La scôrsi da lontano, al crepuscolo della notte che sorgeva dal piano, vestita da amazzone, fieramente rizzata sugli arcioni, sciabolare i Russi. Ella aveva perduto il suo kalpak di velluto celeste guarnito di cigno, col pennacchietto di perle, ed il suo dolman violetto agramentato d’oro ed argento. Le treccie disciolte dei capelli ondeggiavano sulle sue spalle. La sua sciabola brillava d’un corruscamento fosco e rossastro, sotto i colpi che dava o parava. La si sarebbe detta l’angelo scaduto dell’Ungheria che lanciava i suoi ultimi raggi avanti di eclissarsi. Non una parola le usciva di bocca. Il lavoro terribile che compieva, l’assorbiva. Ma i Cosacchi, alle prese con una giovine donna, bella di una bellezza più splendida di tutte le loro madonne bizantine, gettavano degli urli grotteschi, feroci, lascivi, pieni di desiderii, di paura e di ammirazione nell’istesso tempo. I volontarii ungheresi ruggivano alla loro volta, scagliandosi sui Cosacchi per respingerli, o cadendo sotto i ferri dei loro cavalli. Io mi spinsi avanti colla paura della disperazione, calpestando sotto i piedi amici e nemici onde arrivare sino a lei. La siepe si faceva più fitta. Cadaveri e viventi ostruivano lo stretto passaggio, che io aveva a varcare.
Il principe Nyraczi fu più fortunato di me. Io lo credetti almeno per un istante, vedendolo accorrere dall’altra estremità della gola, quasi al galoppo, abbattendo come spighe, sotto la sua vecchia sciabola, tutti quelli che incontrava.
Egli non aveva più ottant’anni. Il pericolo cui correva la vita e soprattutto l’onore di sua figlia gli dava una nuova giovinezza. Giunse alfine. Giunse nel momento in cui il cavallo d’Amelia cedeva sotto di lei, ed i Cosacchi piombavano sulla loro preda, come un branco di pesci-cani sopra una persona caduta in mare. Il principe la vide sparire e parve disperato, poichè tirò una pistola dai suoi arcioni. Tuttavolta, per un istante, la mischia si calmò. Egli la vide, e la vidi io pure, quasi nuda ormai sotto quelle mani immonde. Il principe non ebbe che un secondo di quella vista orrenda, che a me parve un’eternità. Ciò bastò. Armò, puntò la sua pistola, mirò, tirò un colpo, e sua figlia cadde all’indietro colla testa franta da una palla. I Cosacchi, non sapendo d’onde venisse quel colpo, si rialzarono. Il principe Nyraczi sembrava un gigante ritto sulle staffe, la mano ancora tesa, lo sguardo profondo, fisso, perduto, spaventevole. Egli faceva paura.
— Sono con voi, sono con voi, gli gridai da lontano. Tenete fermo ancora un minuto.
La mia voce lo fece trasalire. Levò lo sguardo dal cadavere e mi scôrse. Mi riconobbe.
— No! urlò egli; non voglio l’aiuto d’un servo che ho fatto frustare come un ladro.
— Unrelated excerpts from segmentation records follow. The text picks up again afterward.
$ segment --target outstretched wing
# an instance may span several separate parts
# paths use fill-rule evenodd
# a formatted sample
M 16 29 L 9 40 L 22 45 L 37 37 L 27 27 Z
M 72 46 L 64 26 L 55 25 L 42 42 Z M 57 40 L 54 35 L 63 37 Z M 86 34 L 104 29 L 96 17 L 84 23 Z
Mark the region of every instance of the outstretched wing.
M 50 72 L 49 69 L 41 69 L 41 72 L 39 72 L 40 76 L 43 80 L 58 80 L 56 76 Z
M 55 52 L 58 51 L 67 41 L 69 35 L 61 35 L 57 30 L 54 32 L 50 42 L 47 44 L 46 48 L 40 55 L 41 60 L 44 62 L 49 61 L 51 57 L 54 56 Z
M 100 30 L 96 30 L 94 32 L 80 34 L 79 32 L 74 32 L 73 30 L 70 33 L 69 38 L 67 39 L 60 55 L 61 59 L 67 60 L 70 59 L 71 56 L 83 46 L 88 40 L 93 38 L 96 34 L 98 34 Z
E, dicendo queste insensate parole, continuava il molinello colla sua sciabola, e mieteva i Cosacchi. Mi fermai. Ebbi torto. Avrei potuto forse salvarlo suo malgrado. Lo vidi cadere un istante dopo sotto i kandjari dei Russi, e coprire col suo corpo il cadavere di sua figlia. Non distinsi più nulla. Non so come e da chi fui trasportato a Lugos. Credo di essere svenuto.